Mali Goes to Polls in Crucial Election Runoff
Mali Goes to Polls in Crucial Election Runoff

Malians voted in a crucial election runoff on Sunday that has been marred by allegations of fraud and a tense security situation in the vast West African country.

The country held a second election after the 24 candidates who competed for the top seat failed to get more than the required 50% of votes in the first round last month. Turnout was low in the first round at about 40%.

President Ibrahim Boubacar Keita, who won 41% of the vote in July’s poll, is favored to beat Soumaila Cisse, who garnered 18%, even though violence has surged during his tenure, Al Jazeera reported.

Sunday’s vote was a rerun of a 2013 face-off that Keita won by a landslide over Mali’s former finance minister Cisse.

It was the first time in Mali’s history that an incumbent president had to face a runoff. More than nine million people registered to take part in the election.
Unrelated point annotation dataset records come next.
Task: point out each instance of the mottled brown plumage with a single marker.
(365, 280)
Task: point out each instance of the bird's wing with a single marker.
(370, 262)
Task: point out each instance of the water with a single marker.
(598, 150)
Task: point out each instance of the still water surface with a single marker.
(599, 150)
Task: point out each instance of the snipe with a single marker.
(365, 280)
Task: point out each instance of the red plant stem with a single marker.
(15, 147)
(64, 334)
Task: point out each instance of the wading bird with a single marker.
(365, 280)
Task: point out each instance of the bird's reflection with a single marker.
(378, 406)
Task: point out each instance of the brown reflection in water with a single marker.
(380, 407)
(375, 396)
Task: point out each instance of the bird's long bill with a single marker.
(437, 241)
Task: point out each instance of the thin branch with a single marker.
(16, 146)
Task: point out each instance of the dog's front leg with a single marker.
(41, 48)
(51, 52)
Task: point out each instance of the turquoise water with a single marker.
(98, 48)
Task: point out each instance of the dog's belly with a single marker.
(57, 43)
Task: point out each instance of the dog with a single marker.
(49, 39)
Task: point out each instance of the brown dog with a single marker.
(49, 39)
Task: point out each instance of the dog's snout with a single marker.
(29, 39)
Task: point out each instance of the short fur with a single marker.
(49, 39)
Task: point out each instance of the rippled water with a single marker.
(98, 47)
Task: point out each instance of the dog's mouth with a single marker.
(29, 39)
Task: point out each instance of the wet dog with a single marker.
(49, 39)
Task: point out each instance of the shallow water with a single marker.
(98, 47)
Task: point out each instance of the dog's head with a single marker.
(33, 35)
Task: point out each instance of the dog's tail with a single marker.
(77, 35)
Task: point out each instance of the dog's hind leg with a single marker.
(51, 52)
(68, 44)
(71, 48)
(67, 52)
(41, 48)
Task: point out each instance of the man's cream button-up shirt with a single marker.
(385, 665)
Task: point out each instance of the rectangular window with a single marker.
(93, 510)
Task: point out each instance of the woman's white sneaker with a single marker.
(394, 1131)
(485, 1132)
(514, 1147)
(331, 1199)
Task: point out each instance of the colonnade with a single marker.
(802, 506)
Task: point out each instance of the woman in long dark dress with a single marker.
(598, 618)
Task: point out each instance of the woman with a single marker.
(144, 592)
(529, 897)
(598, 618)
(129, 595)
July’s poll was marred by armed attacks and other security incidents that disrupted about one-fifth of polling places—or 644 stations.

Officials in the capital, Bamako, said security was tightened for the second round, with 20% more soldiers on duty.

This means 36,000 Malian troops were to be deployed, 6,000 more than two weeks earlier, with a particular focus on the Mopti region in the centre of the country, where voting stations had been closed, Cheick Oumar, an aide in the prime minister’s office, told AFP on Saturday.